OK, now we need to find the roundabout again. Don't miss it this time, I told myself.

We saw the sign that pointed to the roundabout. OK, signal, change lanes, turn off. Good.

"DON"T GO UP THE BRIDGE!" shouted W.

Too late. The road had divided up into 2 very abruptly, one going down to the roundabout, and the other to god knows where.

#$%^&#@!!!

What are we going to do? We are lost! Where are we? Why did we never buy a MAP??!!

"Hey, isn't that Rydges Hotel?" said W pointing to his right.

We shook our heads in disbelief.

"You're on time!" beamed D as we entered his hotel room.

Yes D, we were surprised too.

2009/09/01

Of Kids

With the noted exception of hotel pubs, families with kids can be seen everywhere in the UAE. The kids are always laughing and running around in malls, supermarkets, and restaurants. So full of the childhood energy that seems distant... and I rather suspect this is not only because a good 20 years have passed since I last chased my cousin across the coffee lounge at mum's workplace.

So I'm sitting in restaurant here looking at kids running around, and having a feeling I have not seen this in a long time. Why is that? Ah, I was in HK the last 4 years of my life, and HK kids don't run around at top speeds in restaurants.

First of all, you are in mortal danger if you do. The waiters barely have enough space to maneuver trying to serve up the boiling hot double boiled turtle soup. Secondly, portable game consoles seem to be standard issue. A clustering of kids generally involve a physical gathering around some lucky bastard with the latest PSP game, or a bluetooth duel to each her/his own console. So whilst the adults spin the web of HK gossip intrigue across the table, the kids fight it out in virtual reality as mum puts a Har Gow on junior's plate telling him to eat it before it gets cold.

No PSPs in sight here.
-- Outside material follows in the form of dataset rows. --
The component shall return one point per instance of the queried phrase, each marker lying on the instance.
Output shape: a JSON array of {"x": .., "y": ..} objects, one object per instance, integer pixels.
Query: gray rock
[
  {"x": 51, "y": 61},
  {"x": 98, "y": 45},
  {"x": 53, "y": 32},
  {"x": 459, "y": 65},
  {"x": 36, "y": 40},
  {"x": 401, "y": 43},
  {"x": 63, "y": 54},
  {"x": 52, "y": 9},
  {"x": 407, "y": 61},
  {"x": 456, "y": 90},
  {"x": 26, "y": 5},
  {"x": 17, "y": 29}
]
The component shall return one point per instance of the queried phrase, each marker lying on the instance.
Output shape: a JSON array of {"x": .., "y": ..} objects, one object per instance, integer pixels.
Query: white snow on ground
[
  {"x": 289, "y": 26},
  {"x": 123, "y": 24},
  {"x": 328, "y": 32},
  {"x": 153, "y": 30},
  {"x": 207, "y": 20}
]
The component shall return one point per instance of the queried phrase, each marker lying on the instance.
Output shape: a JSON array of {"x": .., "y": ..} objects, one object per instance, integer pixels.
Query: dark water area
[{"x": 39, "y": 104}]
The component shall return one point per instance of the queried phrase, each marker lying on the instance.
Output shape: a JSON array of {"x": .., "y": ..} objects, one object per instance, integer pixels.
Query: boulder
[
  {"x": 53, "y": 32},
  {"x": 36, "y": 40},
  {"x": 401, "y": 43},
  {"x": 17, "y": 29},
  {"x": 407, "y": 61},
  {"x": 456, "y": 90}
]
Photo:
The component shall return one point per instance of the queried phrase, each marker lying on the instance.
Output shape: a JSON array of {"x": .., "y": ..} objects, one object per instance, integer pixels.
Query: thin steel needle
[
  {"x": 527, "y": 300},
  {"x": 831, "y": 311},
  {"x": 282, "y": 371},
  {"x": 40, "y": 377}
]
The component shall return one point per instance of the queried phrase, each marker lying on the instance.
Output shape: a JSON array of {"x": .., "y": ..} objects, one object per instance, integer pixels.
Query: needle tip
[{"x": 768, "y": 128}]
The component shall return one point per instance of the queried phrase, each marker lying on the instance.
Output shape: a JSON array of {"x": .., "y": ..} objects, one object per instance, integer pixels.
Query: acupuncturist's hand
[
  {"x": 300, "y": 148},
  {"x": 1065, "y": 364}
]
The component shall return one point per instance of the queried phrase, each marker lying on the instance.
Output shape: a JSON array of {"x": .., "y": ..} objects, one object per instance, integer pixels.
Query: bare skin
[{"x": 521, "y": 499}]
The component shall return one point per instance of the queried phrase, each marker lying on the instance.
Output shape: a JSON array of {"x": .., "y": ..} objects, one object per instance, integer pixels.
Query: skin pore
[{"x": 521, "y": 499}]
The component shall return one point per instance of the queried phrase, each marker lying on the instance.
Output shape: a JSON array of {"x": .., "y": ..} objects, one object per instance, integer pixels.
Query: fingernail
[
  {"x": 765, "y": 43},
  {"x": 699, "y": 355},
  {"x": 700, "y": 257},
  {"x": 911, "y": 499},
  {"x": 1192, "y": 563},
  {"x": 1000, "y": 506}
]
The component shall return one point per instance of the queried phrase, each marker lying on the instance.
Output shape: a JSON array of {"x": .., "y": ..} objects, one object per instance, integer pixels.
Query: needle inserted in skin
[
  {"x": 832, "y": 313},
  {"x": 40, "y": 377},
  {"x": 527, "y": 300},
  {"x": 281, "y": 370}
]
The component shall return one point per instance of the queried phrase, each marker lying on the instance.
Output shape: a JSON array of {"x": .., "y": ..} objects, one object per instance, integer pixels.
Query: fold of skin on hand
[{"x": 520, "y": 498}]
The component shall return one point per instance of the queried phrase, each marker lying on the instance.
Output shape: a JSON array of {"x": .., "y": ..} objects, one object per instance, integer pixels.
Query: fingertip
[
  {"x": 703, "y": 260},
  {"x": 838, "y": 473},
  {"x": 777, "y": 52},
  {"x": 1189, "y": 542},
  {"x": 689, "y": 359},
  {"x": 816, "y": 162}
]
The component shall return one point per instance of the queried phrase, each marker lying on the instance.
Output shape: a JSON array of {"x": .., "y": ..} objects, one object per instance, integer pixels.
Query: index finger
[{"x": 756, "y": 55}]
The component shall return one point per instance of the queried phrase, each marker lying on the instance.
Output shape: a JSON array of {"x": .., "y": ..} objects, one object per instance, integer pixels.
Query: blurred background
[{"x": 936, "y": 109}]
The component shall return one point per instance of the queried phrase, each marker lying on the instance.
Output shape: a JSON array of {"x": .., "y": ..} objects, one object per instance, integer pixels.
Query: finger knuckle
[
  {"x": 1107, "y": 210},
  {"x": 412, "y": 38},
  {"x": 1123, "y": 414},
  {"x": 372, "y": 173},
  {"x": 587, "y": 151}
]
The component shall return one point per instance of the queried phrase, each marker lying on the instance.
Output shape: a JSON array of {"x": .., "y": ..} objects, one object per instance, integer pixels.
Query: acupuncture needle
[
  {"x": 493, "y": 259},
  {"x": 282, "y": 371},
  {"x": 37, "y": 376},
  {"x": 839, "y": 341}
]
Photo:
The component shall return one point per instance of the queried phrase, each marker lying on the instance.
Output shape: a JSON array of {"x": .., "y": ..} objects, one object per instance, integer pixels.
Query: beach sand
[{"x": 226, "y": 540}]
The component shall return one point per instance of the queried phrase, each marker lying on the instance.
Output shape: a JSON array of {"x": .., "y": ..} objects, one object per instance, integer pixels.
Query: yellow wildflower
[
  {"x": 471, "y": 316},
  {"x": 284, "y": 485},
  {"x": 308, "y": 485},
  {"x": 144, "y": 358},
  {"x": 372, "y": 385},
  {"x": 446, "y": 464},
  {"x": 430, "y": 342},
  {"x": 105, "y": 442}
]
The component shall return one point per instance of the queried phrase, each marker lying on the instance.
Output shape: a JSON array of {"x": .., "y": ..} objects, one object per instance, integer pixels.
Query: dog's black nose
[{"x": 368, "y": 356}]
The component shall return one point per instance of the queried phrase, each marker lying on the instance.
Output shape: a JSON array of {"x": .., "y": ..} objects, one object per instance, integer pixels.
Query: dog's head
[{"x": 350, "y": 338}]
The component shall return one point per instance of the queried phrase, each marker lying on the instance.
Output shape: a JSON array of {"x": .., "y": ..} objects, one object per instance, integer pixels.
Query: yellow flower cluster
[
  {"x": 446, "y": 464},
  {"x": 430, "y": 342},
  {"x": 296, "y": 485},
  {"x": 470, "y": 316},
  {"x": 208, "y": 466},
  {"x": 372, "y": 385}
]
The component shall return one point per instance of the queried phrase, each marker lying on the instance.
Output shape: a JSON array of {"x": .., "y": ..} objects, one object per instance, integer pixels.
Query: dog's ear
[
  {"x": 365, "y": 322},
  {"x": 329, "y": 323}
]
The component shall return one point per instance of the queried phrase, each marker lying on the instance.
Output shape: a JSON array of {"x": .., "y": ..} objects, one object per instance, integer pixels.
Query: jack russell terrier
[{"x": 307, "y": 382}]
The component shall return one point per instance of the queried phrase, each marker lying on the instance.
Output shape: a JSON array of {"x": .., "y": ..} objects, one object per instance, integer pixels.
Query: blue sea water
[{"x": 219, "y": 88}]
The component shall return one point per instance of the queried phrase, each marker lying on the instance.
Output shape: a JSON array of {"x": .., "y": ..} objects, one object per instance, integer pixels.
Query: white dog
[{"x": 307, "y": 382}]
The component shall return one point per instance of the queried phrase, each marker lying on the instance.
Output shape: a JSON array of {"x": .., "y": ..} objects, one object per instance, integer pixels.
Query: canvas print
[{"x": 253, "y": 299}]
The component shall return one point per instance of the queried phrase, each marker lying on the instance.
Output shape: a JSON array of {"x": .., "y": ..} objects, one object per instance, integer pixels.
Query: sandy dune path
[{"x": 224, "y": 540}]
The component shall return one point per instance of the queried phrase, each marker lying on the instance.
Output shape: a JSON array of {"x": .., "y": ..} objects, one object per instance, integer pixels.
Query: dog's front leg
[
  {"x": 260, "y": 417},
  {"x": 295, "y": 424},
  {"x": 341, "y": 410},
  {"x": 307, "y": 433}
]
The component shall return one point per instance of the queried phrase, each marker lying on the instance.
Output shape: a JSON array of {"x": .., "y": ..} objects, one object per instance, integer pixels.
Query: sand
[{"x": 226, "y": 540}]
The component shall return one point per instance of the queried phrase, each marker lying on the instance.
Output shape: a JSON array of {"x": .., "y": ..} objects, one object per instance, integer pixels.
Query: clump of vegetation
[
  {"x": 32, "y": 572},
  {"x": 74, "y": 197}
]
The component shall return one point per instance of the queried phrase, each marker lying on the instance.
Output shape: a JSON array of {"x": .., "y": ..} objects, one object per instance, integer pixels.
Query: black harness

Maybe that is a reason why kids here don't wear glasses. Think I appreciate the good old fashioned watch- out-if-I-catch-you-because-you-caught-me-last-time-so-I-am -getting-even play style. I make a mental note to keep my PSP for myself when I have kids in the future, and continue eating. W's finished his second plate and he makes off to the buffet table as 3 boys dash past him. I think they are playing catch.